Interview: Prof. James D. Hamilton, University of California, San Diego

James D. Hamilton is Professor of Economics at the University of California, San Diego.


What are the motives behind those who are unscrupulous trying to sabotage Fed’s attempts of “quantitative easing”?

I think the concern of many of the European critics may be related to the depreciation of the dollar itself rather than to the quantitative easing per se.  Within the United States, there is a lot of frustration with the financial crisis and the role that the Federal Reserve and banks are perceived by some to have played in that.  And the fact that the measures that the Fed is adopting are out of the ordinary may be another factor that causes some to have concerns.


The unemployment is too high. The inflation is too low. What needs to be done, in order to stimulate the economy?

I think the Fed’s quantitative easing was a reasonable attempt to stimulate the economy.  The U.S. Treasury could do something similar on its own even if political forces prevent the Fed from acting, by doing more of its borrowing with short-term rather than long-term debt.  There are also regulatory reforms that could be explored to lower the cost of hiring a worker and boost productivity.  But significant progress on unemployment will simply require more time.  I do not think we have very good policy options to change that reality.

There is a lot of talk of a “currency war” in these days. Isn’t there a better way to boost the demand on a global basis apart from a “competitive devaluation”?

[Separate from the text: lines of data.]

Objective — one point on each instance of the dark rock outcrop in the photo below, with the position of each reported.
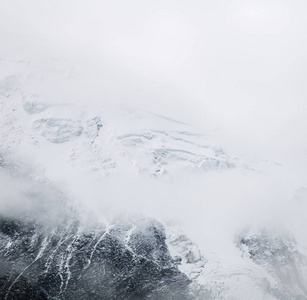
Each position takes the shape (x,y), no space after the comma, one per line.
(127,260)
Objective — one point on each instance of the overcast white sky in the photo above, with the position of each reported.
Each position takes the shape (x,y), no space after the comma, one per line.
(237,67)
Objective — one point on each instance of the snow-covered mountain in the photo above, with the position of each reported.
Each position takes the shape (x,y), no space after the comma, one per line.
(72,226)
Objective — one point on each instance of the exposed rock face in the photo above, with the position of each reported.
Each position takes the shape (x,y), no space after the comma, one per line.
(58,130)
(128,260)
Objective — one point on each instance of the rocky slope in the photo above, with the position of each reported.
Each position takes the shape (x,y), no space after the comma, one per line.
(51,249)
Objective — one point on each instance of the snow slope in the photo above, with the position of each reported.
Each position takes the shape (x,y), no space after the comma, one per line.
(76,145)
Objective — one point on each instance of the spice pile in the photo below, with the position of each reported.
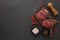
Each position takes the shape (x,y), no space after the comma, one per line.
(43,22)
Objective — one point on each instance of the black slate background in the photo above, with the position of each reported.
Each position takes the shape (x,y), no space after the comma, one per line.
(15,22)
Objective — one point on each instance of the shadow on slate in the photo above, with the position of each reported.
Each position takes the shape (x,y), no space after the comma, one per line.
(15,22)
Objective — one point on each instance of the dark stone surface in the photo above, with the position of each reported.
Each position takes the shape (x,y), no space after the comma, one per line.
(15,22)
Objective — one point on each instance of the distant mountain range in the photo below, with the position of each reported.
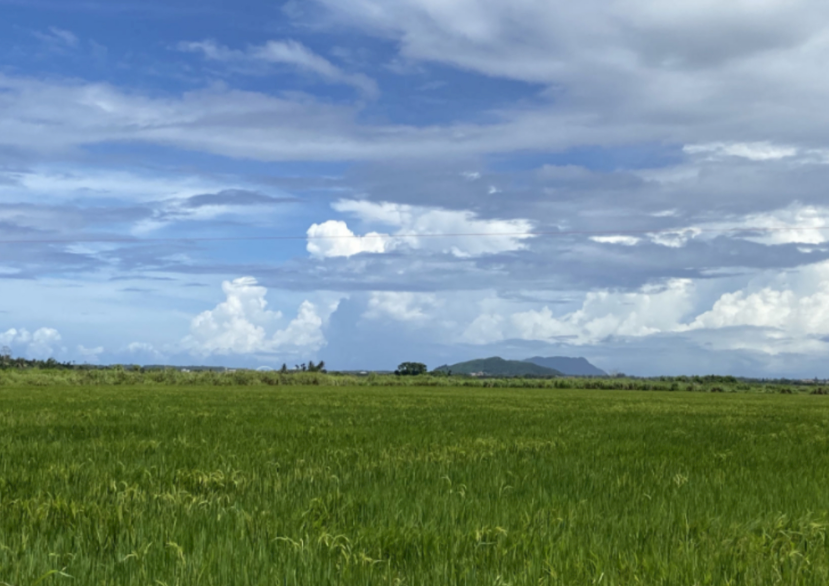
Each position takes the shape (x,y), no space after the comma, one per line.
(496,366)
(536,366)
(569,366)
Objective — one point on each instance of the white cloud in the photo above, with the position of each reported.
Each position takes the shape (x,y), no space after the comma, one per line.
(39,344)
(460,233)
(794,224)
(487,328)
(603,314)
(757,151)
(242,324)
(674,238)
(90,355)
(400,305)
(333,238)
(288,52)
(623,240)
(145,351)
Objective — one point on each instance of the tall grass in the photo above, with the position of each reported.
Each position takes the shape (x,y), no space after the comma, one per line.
(35,377)
(160,484)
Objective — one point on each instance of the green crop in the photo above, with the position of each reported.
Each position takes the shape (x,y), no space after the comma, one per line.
(304,485)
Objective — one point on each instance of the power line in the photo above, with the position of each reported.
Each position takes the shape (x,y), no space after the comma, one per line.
(558,233)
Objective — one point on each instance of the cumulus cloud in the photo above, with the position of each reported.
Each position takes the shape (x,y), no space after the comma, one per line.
(90,355)
(460,233)
(333,238)
(242,324)
(402,306)
(288,52)
(38,344)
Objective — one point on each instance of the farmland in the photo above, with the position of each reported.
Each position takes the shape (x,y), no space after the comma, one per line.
(137,484)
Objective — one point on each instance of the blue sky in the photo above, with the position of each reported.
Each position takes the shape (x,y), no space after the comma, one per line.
(638,182)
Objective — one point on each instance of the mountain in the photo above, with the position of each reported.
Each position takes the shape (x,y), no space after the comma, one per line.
(568,366)
(496,366)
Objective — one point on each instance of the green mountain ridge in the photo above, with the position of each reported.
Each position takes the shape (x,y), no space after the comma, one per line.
(497,366)
(569,366)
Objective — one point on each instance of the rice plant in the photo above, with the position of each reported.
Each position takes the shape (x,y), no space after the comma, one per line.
(296,485)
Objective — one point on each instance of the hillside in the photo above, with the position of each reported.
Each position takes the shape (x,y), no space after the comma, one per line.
(496,366)
(568,366)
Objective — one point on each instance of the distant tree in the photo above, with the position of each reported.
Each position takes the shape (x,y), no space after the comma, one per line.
(410,369)
(316,367)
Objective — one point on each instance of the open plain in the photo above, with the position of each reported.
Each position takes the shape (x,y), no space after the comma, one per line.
(166,485)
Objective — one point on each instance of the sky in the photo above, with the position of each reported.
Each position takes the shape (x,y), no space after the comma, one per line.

I do not see this as a currency war or competitive devaluation.  The U.S. would like to see lower interest rates regardless of what happens to the exchange rate, because inflation is too low rather than too high here.  If other countries respond by lowering their own interest rates, that is perfectly consistent with U.S. objectives.  However, countries like China and Brazil do not want to see lower interest rates because they are in a different phase of the business cycle and do have concerns about inflation.  As long as that is the case, it actually is in everyone’s interest for the dollar to depreciate.  Moreover, from a longer run perspective, it just isn’t feasible for the U.S. to continue on forever with such huge trade deficits.


Thank you very much.


James D. Hamilton received his Ph.D. in Economics form the University of California at Berkeley in 1983. He has been a professor at the University of California, San Diego since 1992 and served as Chair of the Economics Department from 1999 to 2002. He is a Fellow of the Econometric Society and a Research Associate with the National Bureau of Economic Research and has been a visiting scholar at the Federal Reserve Board as well as the Federal Reserve Banks of Atlanta, New York and Richmond. His book Time Series Analysis is the leading graduate text on economic forecasting. Prof. Hamilton is co-author, with Menzie Chinn, of Econbrowser, a leading economic blog.